Understanding Genetic and Physiological Factors Affecting Nutrient Use Efficiency of Dairy Cattle
Animal Genomics and Improvement Laboratory
Project Number: 8042-31320-077-00
Start Date: Jul 26, 2012
End Date: Jul 25, 2017
The overall goal of this research is to identify and elucidate genetic and physiological factors that influence the efficiency of nutrient use in dairy cattle in order to reduce feed costs and nutrient losses associated with milk production. These goals will be attained through a multidisciplinary approach that employs genomics, nutrition, physiology, and molecular and cell biology.
Objective 1. Evaluate residual feed intake (RFI), or other measures of nutrient use efficiency, as a measurement and selectable trait for feed efficiency in dairy heifers and lactating dairy cattle and identify and characterize genetic and physiological factors contributing to its variation.
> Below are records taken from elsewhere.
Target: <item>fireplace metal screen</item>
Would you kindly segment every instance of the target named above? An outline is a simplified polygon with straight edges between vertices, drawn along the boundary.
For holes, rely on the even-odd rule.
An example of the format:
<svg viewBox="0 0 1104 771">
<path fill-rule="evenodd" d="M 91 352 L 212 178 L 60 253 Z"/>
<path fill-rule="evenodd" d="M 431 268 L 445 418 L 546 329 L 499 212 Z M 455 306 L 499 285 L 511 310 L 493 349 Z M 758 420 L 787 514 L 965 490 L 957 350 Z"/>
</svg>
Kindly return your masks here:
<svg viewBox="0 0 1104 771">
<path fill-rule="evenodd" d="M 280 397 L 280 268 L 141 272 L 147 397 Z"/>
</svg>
Determine the relationship between measures of nutrient use efficiency in dairy heifers and subsequent nutrient use efficiency as lactating cows; including the evaluation of selection for improved nutrient use efficiency during heifer development on reproduction, lactation performance, stayability, health and milk traits in the lactating cow for potential development of estimated breeding values.
Sub-objective 1.A. Expand our existing dairy efficiency database for characterizing RFI and factors contributing to its variation.
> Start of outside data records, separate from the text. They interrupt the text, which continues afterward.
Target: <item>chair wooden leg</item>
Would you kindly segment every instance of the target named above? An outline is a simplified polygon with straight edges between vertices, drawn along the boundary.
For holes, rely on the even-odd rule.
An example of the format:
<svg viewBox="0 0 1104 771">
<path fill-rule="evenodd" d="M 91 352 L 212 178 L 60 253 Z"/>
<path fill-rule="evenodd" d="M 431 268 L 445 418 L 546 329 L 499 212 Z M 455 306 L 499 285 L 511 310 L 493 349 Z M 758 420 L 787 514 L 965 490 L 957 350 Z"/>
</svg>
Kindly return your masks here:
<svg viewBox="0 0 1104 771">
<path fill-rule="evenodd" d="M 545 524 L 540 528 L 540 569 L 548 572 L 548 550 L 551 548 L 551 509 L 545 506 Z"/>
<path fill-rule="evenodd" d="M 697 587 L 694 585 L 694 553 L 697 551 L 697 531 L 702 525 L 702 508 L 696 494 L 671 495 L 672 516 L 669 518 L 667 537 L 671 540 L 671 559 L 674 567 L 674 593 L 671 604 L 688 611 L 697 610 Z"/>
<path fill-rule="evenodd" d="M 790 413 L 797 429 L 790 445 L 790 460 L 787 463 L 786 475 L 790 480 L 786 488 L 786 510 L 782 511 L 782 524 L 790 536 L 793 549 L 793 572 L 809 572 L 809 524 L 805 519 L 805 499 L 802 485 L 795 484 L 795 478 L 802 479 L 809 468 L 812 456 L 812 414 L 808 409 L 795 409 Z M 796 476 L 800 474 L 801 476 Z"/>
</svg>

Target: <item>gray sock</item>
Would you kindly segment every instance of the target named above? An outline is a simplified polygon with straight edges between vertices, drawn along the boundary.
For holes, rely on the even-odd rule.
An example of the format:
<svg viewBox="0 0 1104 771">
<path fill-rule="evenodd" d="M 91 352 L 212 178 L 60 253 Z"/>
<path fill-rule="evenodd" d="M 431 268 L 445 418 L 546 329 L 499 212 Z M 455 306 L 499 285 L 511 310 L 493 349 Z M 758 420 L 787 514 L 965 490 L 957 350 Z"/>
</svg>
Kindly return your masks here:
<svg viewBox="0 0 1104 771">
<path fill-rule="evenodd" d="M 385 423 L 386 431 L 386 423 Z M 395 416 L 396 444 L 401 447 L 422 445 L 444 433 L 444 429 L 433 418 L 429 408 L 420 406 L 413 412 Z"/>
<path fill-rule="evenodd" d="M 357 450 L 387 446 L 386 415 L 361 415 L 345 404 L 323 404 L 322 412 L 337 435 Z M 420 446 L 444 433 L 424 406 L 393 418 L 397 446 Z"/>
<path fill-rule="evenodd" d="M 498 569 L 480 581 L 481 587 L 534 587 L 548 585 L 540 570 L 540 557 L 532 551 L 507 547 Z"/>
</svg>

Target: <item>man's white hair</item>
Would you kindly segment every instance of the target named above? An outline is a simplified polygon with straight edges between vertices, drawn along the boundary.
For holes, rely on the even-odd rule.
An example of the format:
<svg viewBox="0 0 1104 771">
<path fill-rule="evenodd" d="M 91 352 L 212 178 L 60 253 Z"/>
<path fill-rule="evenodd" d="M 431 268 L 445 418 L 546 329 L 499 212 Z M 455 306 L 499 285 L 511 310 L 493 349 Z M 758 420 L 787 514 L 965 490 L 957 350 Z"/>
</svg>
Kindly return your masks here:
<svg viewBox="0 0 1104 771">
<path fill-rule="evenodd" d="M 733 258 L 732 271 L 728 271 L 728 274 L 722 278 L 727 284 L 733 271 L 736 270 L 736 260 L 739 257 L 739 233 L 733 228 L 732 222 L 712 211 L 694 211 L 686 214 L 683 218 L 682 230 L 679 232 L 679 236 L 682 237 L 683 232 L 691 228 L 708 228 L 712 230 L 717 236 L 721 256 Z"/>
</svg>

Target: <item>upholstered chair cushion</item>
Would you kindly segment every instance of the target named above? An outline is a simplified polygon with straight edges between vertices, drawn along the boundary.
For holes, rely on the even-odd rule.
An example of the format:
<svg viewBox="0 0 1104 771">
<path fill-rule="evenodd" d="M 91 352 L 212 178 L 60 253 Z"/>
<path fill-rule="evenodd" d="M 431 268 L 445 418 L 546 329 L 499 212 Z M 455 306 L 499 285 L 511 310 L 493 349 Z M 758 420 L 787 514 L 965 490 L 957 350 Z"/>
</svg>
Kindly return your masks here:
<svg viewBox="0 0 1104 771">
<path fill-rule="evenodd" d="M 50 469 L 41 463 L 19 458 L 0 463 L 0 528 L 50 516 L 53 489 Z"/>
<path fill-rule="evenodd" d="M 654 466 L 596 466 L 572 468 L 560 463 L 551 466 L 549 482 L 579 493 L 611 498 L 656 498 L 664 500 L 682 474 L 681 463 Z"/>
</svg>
Sub-objective 1.B. Characterize the relationship between RFI during growth in dairy heifers and subsequent RFI during lactation.
Sub-objective 1.C. Examine genetic variation in high- and low-RFI dairy cattle to identify putative physiological pathways contributing to its variation among cows.
Objective 2. Determine the relationships between ruminal microbial communities, animal genotype, and/or methane production with feed/nutrient use efficiency and/or lactation performance in response to varying nutritional regimens in beef or dairy cattle.
Objective 3. Estimate intestinal growth response to post-ruminal delivery of nutrients; and effects of diet composition, intake level, passage rate, and related factors in individual dairy cows to determine regulation and impacts on overall animal energetic efficiency.
Sub-objective 3.A. Evaluate the intestinal and ruminal epithelial tissue responses to short-term (14-d) luminal infusions of partially hydrolyzed starch introduced ruminally or post ruminally.
Sub-objective 3.B. Assess differences in the relative contribution of visceral organs to total body composition in cows exhibiting divergent efficiencies for milk production as determined by RFI.
To identify and characterize factors affecting nutrient use efficiency in dairy cattle, an existing dairy efficiency database will be expanded for characterizing RFI and factors contributing to its variation. In addition, the relationship between RFI during growth in dairy heifers and subsequent RFI during lactation will be characterized, and genetic variation including genome-wide single nucleotide polymorphisms and gene copy number variations in high- and low-RFI dairy cattle will be examined. The contributing role of visceral organs and total body composition to differences among cows in efficiency (RFI) for milk production also will be examined in a slaughter study. Changes in rumen microbial populations in response to feed additives designed to alter volatile fatty acid production in the rumen will be characterized using metagenomics approaches, and impacts on nutrient use efficiency will be examined. Using transcriptomics, the impact of site of nutrient delivery on intestinal and ruminal epithelial tissue growth and metabolism will be evaluated, as well as histone modification and gene expression in rumen epithelium of dry dairy cows in response to elevated rumen butyrate concentrations. Finally, the effectiveness of a therapeutic peptide to improve nutrient absorption in the gut of pre-weaned dairy calves will be assessed.